彼女の家は、タワーマンションでした。しかも最上階。
「何で、あの人、こんなところ住めてるんですか?」
「親が太いらしいよ」
一人暮らしでこんな家を買い与える親すげぇ………………。
とりあえず、マンションの中に入ることに。しかし……。
「そういえば、こういうマンションってセキュリティ高いですよね。多分、光は開けてくれないでしょうし………………」
「大丈夫だ。アカナよ」
すると、聖川はじゃらじゃらと一つの鍵を取り出した。
「合鍵あるから」
「まじか。お前、そんなん持ってるんかよ」
秋谷先輩は少し驚いている。
「普通持ってるもんじゃない?友達の家の合鍵くらい」
「いや、持たんだろ」
とりあえず、合鍵のお陰で、タワマンには余裕で入ることができた。
そして、長い、長い、エレベーターの時間も終わり、私たちはタワマン最上階へ来た。
「うわっ……。無駄に高けぇ……」
秋谷先輩は顔を青ざめていた。
「どうしたんですか?秋谷先輩。顔も青ざめて、汗もこんなに……」
異質な様子の秋谷先輩のことを未鈴は心配し、救いの手を差し伸べた。
「もしかして、秋谷先輩。高所恐怖症なんですか?」
私は秋谷先輩に訊ねた。
「ああ、よくわかったな……。アカナ……」
「いや、分かるでしょ、この状況だったら」
「うん、まぁ、そうか……。てか、結構重度で正直、くりばいたるの高さでもきつい」
「何で来たのよ……」
さすがにその言葉に聖川は呆れた声で言った。
ちなみに、くりばいたるはとある喫茶店の上にあり、その高さは普通の二階の高さである。
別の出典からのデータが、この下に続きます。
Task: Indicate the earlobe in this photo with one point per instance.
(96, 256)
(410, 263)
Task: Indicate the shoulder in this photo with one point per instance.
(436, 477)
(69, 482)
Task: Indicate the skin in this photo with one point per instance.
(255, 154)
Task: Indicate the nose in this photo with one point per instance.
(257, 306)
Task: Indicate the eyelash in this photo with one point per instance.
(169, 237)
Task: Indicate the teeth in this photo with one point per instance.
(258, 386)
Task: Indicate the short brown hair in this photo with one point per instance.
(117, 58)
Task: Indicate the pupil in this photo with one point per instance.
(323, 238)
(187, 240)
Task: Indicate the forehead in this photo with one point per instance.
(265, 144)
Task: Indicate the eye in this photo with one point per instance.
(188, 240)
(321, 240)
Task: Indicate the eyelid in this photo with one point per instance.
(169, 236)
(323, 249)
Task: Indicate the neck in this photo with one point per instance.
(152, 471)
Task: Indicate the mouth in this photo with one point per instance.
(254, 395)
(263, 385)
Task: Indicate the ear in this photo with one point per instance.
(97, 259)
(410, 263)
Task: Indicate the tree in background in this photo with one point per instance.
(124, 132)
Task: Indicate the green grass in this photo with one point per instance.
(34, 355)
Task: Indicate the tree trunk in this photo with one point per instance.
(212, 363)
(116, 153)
そして、いよいよ目的地に着いた。表札には『宮本』という名前が書いていた。その表札の下にはインターフォンがある。
「ほら、未鈴、押せ」
「え~!ママ、押してくれないの?!」
「もともと、お前が元凶だろ」
そういわれちゃ、彼女も反論できない。
彼女は恐る恐る、インターフォンを押した。
ピンポーン
ベル音の後、しばらくの沈黙が続いた。
そして、十秒ほどそれが続いたのち、久しい光の声が聞こえた。
『なんの用?』
やけに威圧的だ。
「あ、あの………………」
未鈴はうまく発言できていない。
聖川はそんな未鈴を見かねて、未鈴をインターフォン前から除けて、光との会話相手を代わった。
「とりあえず、家上げてくんない?別に合鍵持ってるから、勝手に開けれるけど」
『わーた、開ける、開ける!』
光はあっさりとその部屋のドアを開けた。